The new fixed tariff option is set at 90% of average electricity sector billings-referred to as the Average Electricity Tariff (AET) -- for the first five years of operation. The rate then falls to 85% of the AET for the following ten years dropping to 80% for the rest of the wind plant's life. "We now have the long term stability previously lacking and vital for attracting finance," says Martínez. APPA's Manuel de Delás is dubious: "I don't know of any regulation that has lasted 20 years [the expected average life cycle of wind plant] as the new regulation promises and, therefore, can't see how it offers more stability than the regulation in force to date." Under the previous tariff model, the incentive rates were regularly revised, with developers not knowing from year to year what the future price might be.
Delás's words are especially relevant for the operators of existing wind plant who can choose a third transition option. This allows them to cling to the old tariff model, for prioritised wind, to 2010. They may switch to one of the two new tariff options at any time but they cannot switch back again. By far the most popular option under the old tariff was to sell output at the going "market" price and additionally earn an incentive payment rather than accepting a flat rate total price. The transition arrangement maintains former earning parameters. Operators receive the average hourly reference price from the "electricity pool," plus an incentive adjusted annually to keep total earnings at 90% of the AET. The old regulation's less popular fixed-tariff option is no longer available.
Even plant operators in transition between the old system and the new must introduce production scheduling by 2005. Both the transition and fixed tariff options allow production to vary by 20% either side of the 24-hour forecast. Beyond that, penalties are incurred, set at 10% of the AET, or EUR 7/MWh. Given the wide margin of permissible scheduling error, Ceña says cheaper, low-resolution meteorological forecasting models, or "even clever guess work," will be sufficient to avoid penalties. Furthermore, operators may vary their forecast, lodged with the local distributor the previous day, at intervals throughout the next day until an hour before production.

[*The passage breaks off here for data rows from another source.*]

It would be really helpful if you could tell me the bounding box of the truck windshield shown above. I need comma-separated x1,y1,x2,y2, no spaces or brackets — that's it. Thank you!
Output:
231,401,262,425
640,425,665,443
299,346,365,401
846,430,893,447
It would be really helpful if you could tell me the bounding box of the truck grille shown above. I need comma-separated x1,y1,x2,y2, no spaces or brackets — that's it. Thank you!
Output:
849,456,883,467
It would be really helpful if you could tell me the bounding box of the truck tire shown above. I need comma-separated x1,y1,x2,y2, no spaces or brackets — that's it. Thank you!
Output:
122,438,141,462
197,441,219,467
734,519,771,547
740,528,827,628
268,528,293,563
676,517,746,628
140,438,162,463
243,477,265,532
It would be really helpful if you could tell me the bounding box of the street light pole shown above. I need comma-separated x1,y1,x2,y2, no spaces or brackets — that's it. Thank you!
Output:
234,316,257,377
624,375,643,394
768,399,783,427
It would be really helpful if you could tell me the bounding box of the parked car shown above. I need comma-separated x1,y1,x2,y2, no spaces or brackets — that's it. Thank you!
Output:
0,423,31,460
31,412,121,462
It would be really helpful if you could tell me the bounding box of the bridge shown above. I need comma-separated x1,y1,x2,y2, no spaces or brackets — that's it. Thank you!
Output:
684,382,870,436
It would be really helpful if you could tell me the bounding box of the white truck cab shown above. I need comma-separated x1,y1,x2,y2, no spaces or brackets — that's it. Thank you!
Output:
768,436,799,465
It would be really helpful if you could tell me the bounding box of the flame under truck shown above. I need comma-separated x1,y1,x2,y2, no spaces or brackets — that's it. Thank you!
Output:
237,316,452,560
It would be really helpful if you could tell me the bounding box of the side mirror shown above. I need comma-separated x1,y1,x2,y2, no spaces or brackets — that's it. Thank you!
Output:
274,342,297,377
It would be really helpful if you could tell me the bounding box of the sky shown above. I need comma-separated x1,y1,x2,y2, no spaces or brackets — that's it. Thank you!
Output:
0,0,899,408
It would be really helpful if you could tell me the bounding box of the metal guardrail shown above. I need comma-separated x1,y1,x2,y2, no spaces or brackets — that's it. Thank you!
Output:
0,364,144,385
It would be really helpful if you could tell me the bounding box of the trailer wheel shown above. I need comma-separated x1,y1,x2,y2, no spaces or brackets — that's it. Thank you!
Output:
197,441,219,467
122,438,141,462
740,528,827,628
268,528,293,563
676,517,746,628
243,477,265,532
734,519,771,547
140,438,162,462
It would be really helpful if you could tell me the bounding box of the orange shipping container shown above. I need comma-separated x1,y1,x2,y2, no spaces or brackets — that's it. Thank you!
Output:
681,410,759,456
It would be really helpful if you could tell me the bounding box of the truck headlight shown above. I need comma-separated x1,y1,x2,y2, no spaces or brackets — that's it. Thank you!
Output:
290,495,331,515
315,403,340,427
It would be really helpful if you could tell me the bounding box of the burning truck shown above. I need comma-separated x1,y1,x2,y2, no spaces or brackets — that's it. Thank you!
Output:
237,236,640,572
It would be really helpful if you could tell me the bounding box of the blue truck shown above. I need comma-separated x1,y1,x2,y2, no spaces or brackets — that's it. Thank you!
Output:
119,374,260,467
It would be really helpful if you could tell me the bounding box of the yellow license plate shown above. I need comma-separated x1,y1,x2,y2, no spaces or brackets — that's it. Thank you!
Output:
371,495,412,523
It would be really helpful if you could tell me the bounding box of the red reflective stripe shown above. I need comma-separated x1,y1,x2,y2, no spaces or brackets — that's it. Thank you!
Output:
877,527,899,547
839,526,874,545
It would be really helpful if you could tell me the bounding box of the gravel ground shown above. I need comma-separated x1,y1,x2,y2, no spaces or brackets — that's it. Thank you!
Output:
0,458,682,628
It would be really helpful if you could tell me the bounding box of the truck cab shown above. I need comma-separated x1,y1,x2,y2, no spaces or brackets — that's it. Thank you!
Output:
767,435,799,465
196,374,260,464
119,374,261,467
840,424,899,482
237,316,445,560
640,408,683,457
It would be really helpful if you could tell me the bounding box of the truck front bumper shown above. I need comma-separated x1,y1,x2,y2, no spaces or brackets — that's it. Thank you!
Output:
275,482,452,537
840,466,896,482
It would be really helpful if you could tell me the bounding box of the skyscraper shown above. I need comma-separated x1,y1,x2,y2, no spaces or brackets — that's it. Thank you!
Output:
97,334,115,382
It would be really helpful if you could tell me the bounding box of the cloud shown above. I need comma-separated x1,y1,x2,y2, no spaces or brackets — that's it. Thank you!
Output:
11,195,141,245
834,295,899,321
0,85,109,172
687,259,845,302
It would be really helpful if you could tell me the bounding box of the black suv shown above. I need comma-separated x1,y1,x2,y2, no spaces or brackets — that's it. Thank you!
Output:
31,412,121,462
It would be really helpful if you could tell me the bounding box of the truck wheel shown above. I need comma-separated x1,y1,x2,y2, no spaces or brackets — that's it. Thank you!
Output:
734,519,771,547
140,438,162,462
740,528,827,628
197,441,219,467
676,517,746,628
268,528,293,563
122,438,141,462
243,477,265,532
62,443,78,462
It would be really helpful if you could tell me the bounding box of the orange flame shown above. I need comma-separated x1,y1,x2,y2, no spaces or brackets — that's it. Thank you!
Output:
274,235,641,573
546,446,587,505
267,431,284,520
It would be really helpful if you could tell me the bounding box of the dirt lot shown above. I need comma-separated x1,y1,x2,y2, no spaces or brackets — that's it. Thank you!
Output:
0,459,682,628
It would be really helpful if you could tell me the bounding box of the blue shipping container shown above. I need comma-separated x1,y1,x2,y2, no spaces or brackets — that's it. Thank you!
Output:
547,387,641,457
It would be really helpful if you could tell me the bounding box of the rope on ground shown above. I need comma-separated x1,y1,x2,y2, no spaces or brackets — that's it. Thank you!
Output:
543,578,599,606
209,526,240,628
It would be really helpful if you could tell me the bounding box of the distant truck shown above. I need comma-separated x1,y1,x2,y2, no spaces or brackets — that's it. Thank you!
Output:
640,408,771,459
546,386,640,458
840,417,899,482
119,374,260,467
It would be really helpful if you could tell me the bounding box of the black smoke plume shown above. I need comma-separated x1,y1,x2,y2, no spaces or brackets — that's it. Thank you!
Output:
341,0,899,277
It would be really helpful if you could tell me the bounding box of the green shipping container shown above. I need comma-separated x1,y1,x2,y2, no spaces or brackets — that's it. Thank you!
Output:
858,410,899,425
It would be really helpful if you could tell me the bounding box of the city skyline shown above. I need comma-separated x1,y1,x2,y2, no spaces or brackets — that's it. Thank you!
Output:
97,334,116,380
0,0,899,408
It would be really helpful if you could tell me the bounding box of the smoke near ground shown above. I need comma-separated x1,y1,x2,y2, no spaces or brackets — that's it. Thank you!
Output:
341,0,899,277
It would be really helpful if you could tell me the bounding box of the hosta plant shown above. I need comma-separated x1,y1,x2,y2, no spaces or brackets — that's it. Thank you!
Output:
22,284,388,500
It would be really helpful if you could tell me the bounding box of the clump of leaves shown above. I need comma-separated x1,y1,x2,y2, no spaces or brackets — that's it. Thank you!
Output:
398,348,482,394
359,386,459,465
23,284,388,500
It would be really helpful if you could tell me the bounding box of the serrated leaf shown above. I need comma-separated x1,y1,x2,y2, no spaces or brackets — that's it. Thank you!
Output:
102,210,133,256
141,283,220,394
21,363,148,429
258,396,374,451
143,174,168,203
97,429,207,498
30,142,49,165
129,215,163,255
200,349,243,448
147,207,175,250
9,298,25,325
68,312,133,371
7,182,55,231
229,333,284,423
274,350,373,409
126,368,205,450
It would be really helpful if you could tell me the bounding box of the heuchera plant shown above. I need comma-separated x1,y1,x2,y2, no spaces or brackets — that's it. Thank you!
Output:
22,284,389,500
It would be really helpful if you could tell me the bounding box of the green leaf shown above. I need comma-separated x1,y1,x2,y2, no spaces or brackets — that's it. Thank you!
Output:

More precise forecasting, however, is needed under the second tariff option, which offers a production incentive for each kilowatt hour sold into the wholesale market. Wind plant operators playing the market alongside conventional generators will be subject to the same conditions as their competitors, with close to zero tolerance for imbalances and incurring the same imbalance penalties which result when power surplus to that scheduled has to be sold at a lower rate than the price of buying in power to make up a short fall. The penalties average EUR 3/MWh.
The big decision for wind plant operators is whether they should run the risk of giving up the right to being classed as prioritised production -- which obliges distributors to buy all wind under the fixed tariff option -- in return for the potential rewards to be had from playing the market. The production incentive for entering the market has been increased in the new legislation compared with the draft bill circulated in February. To top up the price for wind achieved on the wholesale market, an incentive payment for each kilowatt hour is set at of 50% of the AET -- a 10% increase.
In weighting up the options, wind plant operators and developers must also take into account incentives for providing grid support services. All wind plant operators can now earn extra by providing reactive power control and adding equipment that enables wind plant to ride through grid faults, rather than tripping off the system at every grid hiccup. For ride-through capability, an incentive of 5% of the AET is on offer, though only for the first four years of providing such grid support. Martínez says Ecotècnia is already installing machines with ride-through capability and knows that other manufacturers are geared up to do so.
But the overwhelming message from delegates at APPA's seminar last month was that most developers and operators need at least a year to weigh up the pros and cons before deciding which of the options to go for. APPA's Enrique Albiol adds: "It is probable that some operators will group together to go to market, aggregating production schedules [from plant] across the country in order to smooth out imbalances." Ceña believes aggregation will consolidate wind as a mainstream power sector.